The following piece by ICBA Chief Economist Jock Finlayson first ran in the Calgary Sun on March 4, 2026.
Faced with an erratic U.S. president who demonstrates a fondness for coercive and protectionist trade policies, Prime Minister Mark Carney is determined to lessen Canada’s heavy dependence on the huge American economy. To that end, the prime minister has set goals to double Canada’s non-U.S. exports by 2035 and forge stronger commercial and political ties with countries in Europe and Asia. At the same time, his government is pushing to attract hundreds of billions of dollars of private-sector investment in infrastructure development, the energy and natural resources sector, and other export-focused Canadian industries.
No one can dispute the desirability of boosting Canada’s economic connections with non-U.S. jurisdictions. The problem is that trade diversification takes time. Even after a full year of Donald Trump’s chaotic tariff war, Canada continues to rely on the U.S. for about three-quarters of our exports; the U.S. is also the biggest source of Canadian imports. These deep trade linkages reflect geographic proximity, a shared language, similar business practices and the regional free-trade architecture that’s evolved in North America over the past four decades.
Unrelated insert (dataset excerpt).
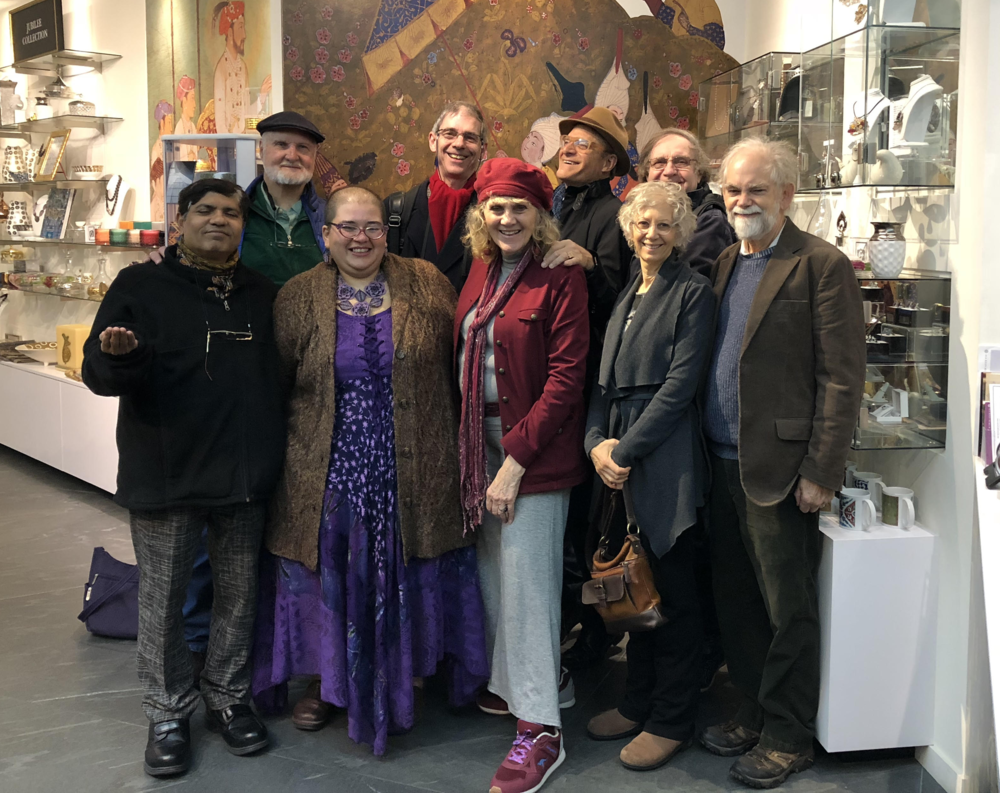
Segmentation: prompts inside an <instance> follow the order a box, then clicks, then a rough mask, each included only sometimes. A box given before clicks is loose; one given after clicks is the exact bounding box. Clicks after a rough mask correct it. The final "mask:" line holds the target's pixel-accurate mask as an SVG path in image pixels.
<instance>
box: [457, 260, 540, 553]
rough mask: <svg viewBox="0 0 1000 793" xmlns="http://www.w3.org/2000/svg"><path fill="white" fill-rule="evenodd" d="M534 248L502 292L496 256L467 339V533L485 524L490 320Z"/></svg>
mask: <svg viewBox="0 0 1000 793" xmlns="http://www.w3.org/2000/svg"><path fill="white" fill-rule="evenodd" d="M536 256H537V252H536V250H535V246H534V245H531V246H529V247H528V250H527V251H525V253H524V256H522V257H521V261H519V262H518V263H517V266H516V267H515V268H514V272H512V273H511V274H510V276H508V278H507V280H506V281H504V284H503V286H502V287H501V288H500V290H499V291H498V290H497V282H498V281H499V280H500V269H501V267H502V266H503V259H502V258H501V257H500V256H499V255H497V257H496V258H495V259H494V260H493V264H491V265H490V268H489V271H488V272H487V273H486V283H485V284H484V285H483V293H482V295H481V296H480V297H479V302H478V305H479V310H478V311H477V312H476V318H475V319H474V320H473V321H472V325H471V326H470V327H469V334H468V336H467V337H466V339H465V366H464V367H463V369H462V393H463V394H464V399H463V400H462V423H461V425H460V426H459V430H458V462H459V467H460V471H461V477H462V515H463V522H464V524H465V531H464V532H463V534H464V533H466V532H468V531H470V530H475V528H476V526H478V525H479V524H480V523H482V522H483V509H484V506H485V501H486V489H487V487H488V484H487V482H486V435H485V428H484V415H483V414H484V410H485V404H486V403H485V401H484V400H485V395H484V380H485V377H486V342H487V330H488V328H489V324H490V321H491V320H492V319H493V318H494V317H495V316H496V315H497V314H498V313H499V311H500V309H501V308H503V307H504V306H505V305H506V304H507V300H508V299H510V296H511V293H513V291H514V287H516V286H517V282H518V281H519V280H521V274H522V273H523V272H524V271H525V270H526V269H527V267H528V265H529V264H531V262H532V261H533V260H534V259H535V258H536Z"/></svg>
In recent months, Prime Minister Carney has visited multiple foreign capitals in a bid to expand trade and investment. While this work is important, it risks overlooking key aspects of the domestic policy environment that have hindered investment for many years. Addressing these homegrown impediments to greater prosperity doesn’t involve jetting off to foreign capitals or pursuing new trade agreements; instead, it requires attending to problems in our own backyard.
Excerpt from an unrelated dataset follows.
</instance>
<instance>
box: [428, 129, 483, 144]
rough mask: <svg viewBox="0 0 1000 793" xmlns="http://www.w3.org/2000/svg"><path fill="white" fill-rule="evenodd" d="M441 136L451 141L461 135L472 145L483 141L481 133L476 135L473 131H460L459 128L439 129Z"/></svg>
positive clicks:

Two such problems stand out: 1) Canada’s increasingly uncompetitive tax system, which deters private-sector investment and complicates efforts to attract and retain the senior-level business and professional leaders needed to grow our economy; and 2) deficiencies in Canada’s transportation system and supply chain for shipping goods — both exports and imports.
On taxes, many economists recognize Canada has lost its previous business tax advantages relative to the U.S. and some other foreign rivals over the past two decades. The tax burden imposed on new business investment is higher here than in leading competing jurisdictions. In addition, Canada’s high income tax rates on the most productive segments of the work force make it harder to attract and retain top talent. These features of the tax system work against the Carney government’s stated desire to make Canada the best-performing G7 economy and double non-U.S. exports in the next decade.
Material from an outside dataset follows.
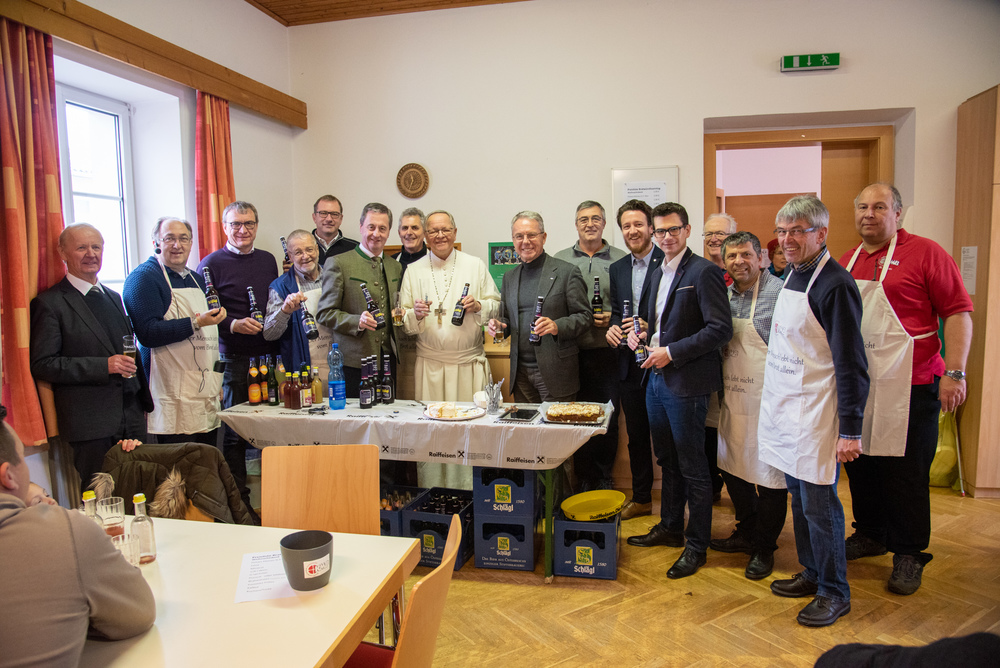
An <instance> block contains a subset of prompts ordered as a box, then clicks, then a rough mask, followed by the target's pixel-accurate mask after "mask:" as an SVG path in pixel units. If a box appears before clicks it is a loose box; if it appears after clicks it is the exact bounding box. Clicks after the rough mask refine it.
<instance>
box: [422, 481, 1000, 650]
mask: <svg viewBox="0 0 1000 668" xmlns="http://www.w3.org/2000/svg"><path fill="white" fill-rule="evenodd" d="M839 492H840V497H841V500H842V502H843V503H844V507H845V512H846V514H847V526H848V527H850V521H851V513H850V496H849V493H848V489H847V482H846V479H845V478H843V477H842V480H841V484H840V489H839ZM931 502H932V512H933V535H932V539H931V547H930V551H931V552H933V554H934V561H933V562H931V563H930V564H929V565H928V566H927V568H926V569H925V570H924V577H923V586H922V587H921V588H920V590H919V591H918V592H917V593H916V594H914V595H913V596H909V597H904V596H897V595H894V594H891V593H889V592H888V590H887V589H886V580H887V579H888V578H889V575H890V573H891V572H892V556H891V555H885V556H881V557H869V558H866V559H861V560H857V561H852V562H848V580H849V582H850V584H851V588H852V602H851V607H852V610H851V612H850V614H848V615H847V616H846V617H843V618H841V619H840V620H839V621H838V622H837V623H836V624H834V625H833V626H830V627H827V628H824V629H807V628H805V627H802V626H799V625H798V624H797V623H796V622H795V615H796V614H797V612H798V610H799V609H800V608H801V607H803V606H804V605H805V604H806V603H807V602H808V599H783V598H779V597H777V596H774V595H773V594H771V593H770V590H769V589H768V586H769V584H770V582H771V580H773V579H774V578H775V577H788V576H790V575H792V574H794V573H797V572H798V571H799V570H800V567H799V564H798V561H797V559H796V556H795V541H794V538H793V536H792V528H791V513H790V512H789V515H788V519H787V522H786V525H785V529H784V531H783V532H782V535H781V540H780V541H779V549H778V552H776V553H775V574H774V576H772V577H770V578H766V579H764V580H762V581H759V582H752V581H750V580H747V579H746V578H744V577H743V569H744V567H745V565H746V561H747V558H748V557H747V556H746V555H743V554H723V553H720V552H715V551H711V550H710V551H709V554H708V564H707V566H705V567H703V568H702V569H701V570H700V571H699V572H698V573H697V574H696V575H694V576H692V577H689V578H685V579H683V580H677V581H674V580H668V579H667V577H666V570H667V568H668V567H669V566H670V564H671V563H673V561H674V560H675V559H676V558H677V557H678V556H679V555H680V552H681V550H680V549H678V548H667V547H655V548H638V547H632V546H630V545H627V544H626V543H625V538H626V537H628V536H630V535H634V534H640V533H645V532H646V531H647V530H648V528H649V527H650V526H651V525H652V524H653V523H654V519H653V518H650V517H642V518H635V519H632V520H628V521H626V522H624V523H623V525H622V535H621V541H620V553H619V555H620V556H619V568H618V579H617V580H615V581H608V580H588V579H582V578H569V577H558V576H557V577H556V578H555V579H554V582H552V583H551V584H544V582H543V577H542V568H541V565H540V561H541V559H540V557H539V560H538V561H539V564H538V567H537V568H536V569H535V572H534V573H524V572H518V571H499V570H484V569H478V568H475V566H474V564H473V563H472V561H471V560H470V562H469V563H467V564H466V565H465V566H464V567H463V568H462V569H461V570H460V571H458V572H456V573H455V576H454V579H453V581H452V585H451V589H450V591H449V594H448V603H447V606H446V608H445V613H444V619H443V622H442V624H441V630H440V633H439V636H438V643H437V654H436V656H435V661H434V665H435V666H440V667H441V668H451V667H455V668H458V667H461V668H468V667H470V666H504V665H508V666H532V667H536V666H537V667H543V666H560V667H563V666H565V667H569V666H615V667H621V666H762V667H763V666H767V667H772V666H811V665H812V664H813V663H814V662H815V660H816V658H817V657H819V655H820V654H822V653H823V652H824V651H826V650H827V649H829V648H830V647H832V646H834V645H836V644H839V643H846V642H865V643H892V644H903V645H918V644H926V643H928V642H931V641H933V640H936V639H938V638H942V637H945V636H955V635H965V634H968V633H973V632H975V631H992V632H995V633H1000V558H998V557H1000V501H997V500H987V499H973V498H961V497H960V496H959V495H958V494H957V493H955V492H952V491H950V490H946V489H932V491H931ZM713 510H714V512H713V532H712V533H713V535H714V536H716V537H723V536H728V535H729V533H730V531H731V530H732V528H733V526H734V523H735V521H734V519H733V508H732V504H731V503H730V501H729V499H728V497H727V496H726V495H725V493H724V494H723V499H722V501H721V502H720V503H719V504H716V505H715V506H714V509H713ZM656 512H657V511H656V507H655V505H654V516H655V515H656ZM850 531H851V529H850V528H849V529H848V532H850ZM427 572H428V569H425V568H417V570H416V572H415V573H414V575H413V576H412V577H411V579H410V581H409V586H412V584H413V582H416V581H417V580H418V579H419V578H420V577H421V576H423V575H424V574H425V573H427Z"/></svg>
Equally important is coming to grips with the transportation and other supply chain weaknesses that needlessly increase shipping costs for Canadian businesses, hurt our global reputation as a reliable supplier, and stand in the way of the government’s trade diversification agenda. To take one example, according to a recent World Bank report, three of Canada’s four busiest ports rank in the bottom quartile globally on measures of efficiency. A similar concern was voiced by the National Supply Chain Task Force in its 2022 report, highlighting the economic damage done by frequent work stoppages and labour relations instability along the Canadian supply chain. More recently, Saskatchewan-based potash giant Nutrien’s decision to choose a U.S. location for a new billion-dollar export terminal also speaks poorly of Canada’s supply chain brand.
Tackling these issues may be less appealing than visiting foreign leaders to discuss how to expand trade. But the Carney government’s trade diversification goals will be impossible to meet without a parallel commitment to overhaul domestic policies that undermine Canada’s competitiveness.